How can Willa Carther's "Paul's Case" relate to Joseph Conrad's "The Secret Sharer"?
This is a very interesting question to consider. I suppose one of the major thematic links we could establish between the two texts is that of the search for identity.
Let us consider the captain in "The Secret Sharer" to begin with. It is clear that the story focuses on his own development and maturity as he faces the realities of the role and responsibility of his position. He is constantly looking for some sign that he is doing the right thing from his crew. Of course, a major influence on his process of growing into the role of captain is his friendship with Leggat, who teaches him that he must be more direct and aggressive to be a good leader. We see that in the story the captain is exploring and experimenting with different ways through which he can define himself.
Similarly, Paul is trying to establish his own identity, even if the identity he wants to establish is based on fiction rather than fact. Even though Paul emerges from a middle-class background, which is said to be "perfectly respectable, Paul sees the lives that his parents lead as boring and meaningless. He desperately wants to be rich and worry-free. Note how he refers to his home neighbourhood as he returns there:
Paul never went up Cordelia Street without a shudder of loathing. His home was next to the house of the Cumberland minister. He approached it tonight with the nerveless sense of defeat, the hopless feeling of sinking back forever into ugliness and commonness that he had always had when he came home. The moment he turned into Cordelia Street he felt the waters close above his head.

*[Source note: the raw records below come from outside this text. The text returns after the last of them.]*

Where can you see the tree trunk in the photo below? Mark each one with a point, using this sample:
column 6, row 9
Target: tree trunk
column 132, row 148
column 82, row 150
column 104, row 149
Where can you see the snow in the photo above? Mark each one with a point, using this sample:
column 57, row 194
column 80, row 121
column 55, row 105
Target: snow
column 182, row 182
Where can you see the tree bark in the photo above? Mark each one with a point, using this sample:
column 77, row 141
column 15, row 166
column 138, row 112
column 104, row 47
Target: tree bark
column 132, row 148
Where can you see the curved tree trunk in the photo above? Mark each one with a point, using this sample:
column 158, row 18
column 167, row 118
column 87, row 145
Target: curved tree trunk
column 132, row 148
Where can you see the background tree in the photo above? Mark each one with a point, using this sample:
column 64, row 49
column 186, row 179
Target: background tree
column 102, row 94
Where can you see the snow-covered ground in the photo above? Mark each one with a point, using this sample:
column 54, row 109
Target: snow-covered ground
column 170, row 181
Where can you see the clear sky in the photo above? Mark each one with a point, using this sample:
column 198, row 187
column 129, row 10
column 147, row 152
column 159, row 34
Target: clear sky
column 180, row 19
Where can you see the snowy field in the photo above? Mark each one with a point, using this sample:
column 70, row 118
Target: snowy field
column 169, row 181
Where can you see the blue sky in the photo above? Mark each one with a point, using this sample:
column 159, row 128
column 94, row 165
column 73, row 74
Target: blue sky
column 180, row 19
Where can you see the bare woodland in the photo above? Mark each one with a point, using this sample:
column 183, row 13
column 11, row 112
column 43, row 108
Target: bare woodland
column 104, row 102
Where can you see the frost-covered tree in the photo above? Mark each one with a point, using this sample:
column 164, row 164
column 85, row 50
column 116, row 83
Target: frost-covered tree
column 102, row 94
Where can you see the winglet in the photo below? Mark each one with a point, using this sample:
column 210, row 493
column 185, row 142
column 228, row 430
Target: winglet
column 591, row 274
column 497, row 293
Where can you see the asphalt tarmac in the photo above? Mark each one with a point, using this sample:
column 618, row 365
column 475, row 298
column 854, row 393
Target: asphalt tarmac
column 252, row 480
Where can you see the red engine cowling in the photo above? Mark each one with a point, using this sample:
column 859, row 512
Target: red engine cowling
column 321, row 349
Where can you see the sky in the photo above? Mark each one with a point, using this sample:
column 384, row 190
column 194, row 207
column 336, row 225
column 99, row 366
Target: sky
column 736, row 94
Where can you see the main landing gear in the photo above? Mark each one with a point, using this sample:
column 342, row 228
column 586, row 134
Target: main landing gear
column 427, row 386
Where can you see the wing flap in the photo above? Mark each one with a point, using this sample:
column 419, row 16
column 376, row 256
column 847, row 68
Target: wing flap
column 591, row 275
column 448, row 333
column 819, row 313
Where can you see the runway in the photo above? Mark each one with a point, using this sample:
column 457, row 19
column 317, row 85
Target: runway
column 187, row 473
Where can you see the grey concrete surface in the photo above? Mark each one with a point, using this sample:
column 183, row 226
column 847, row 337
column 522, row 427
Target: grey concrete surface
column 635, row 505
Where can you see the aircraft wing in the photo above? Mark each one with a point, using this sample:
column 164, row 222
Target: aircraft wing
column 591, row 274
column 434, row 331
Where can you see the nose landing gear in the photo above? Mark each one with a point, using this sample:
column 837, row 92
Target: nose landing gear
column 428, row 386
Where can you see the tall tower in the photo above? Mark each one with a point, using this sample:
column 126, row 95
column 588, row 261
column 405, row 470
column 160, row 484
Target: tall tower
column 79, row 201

The way in which Paul describes his home clearly indicates his attempt to define himself in opposition to his roots, even if such attempts are based on fantasy. His visits to the opera show themselves to be nothing more than escapism, and Paul is able to achieve his goal, but only for one week, as he ventures out to New York to acheive the ultimate escape. Paul's week in the Waldorf Hotel and his enjoyment of the luxury that surround him reinforce Paul's impression that "money was everything." We are significantly told that Paul's "surroundings explained him." However, tragically, Paul is so fixated on this false identity that when the game is up and his escapism is due to end, he is unable to return to real life, and kills himself.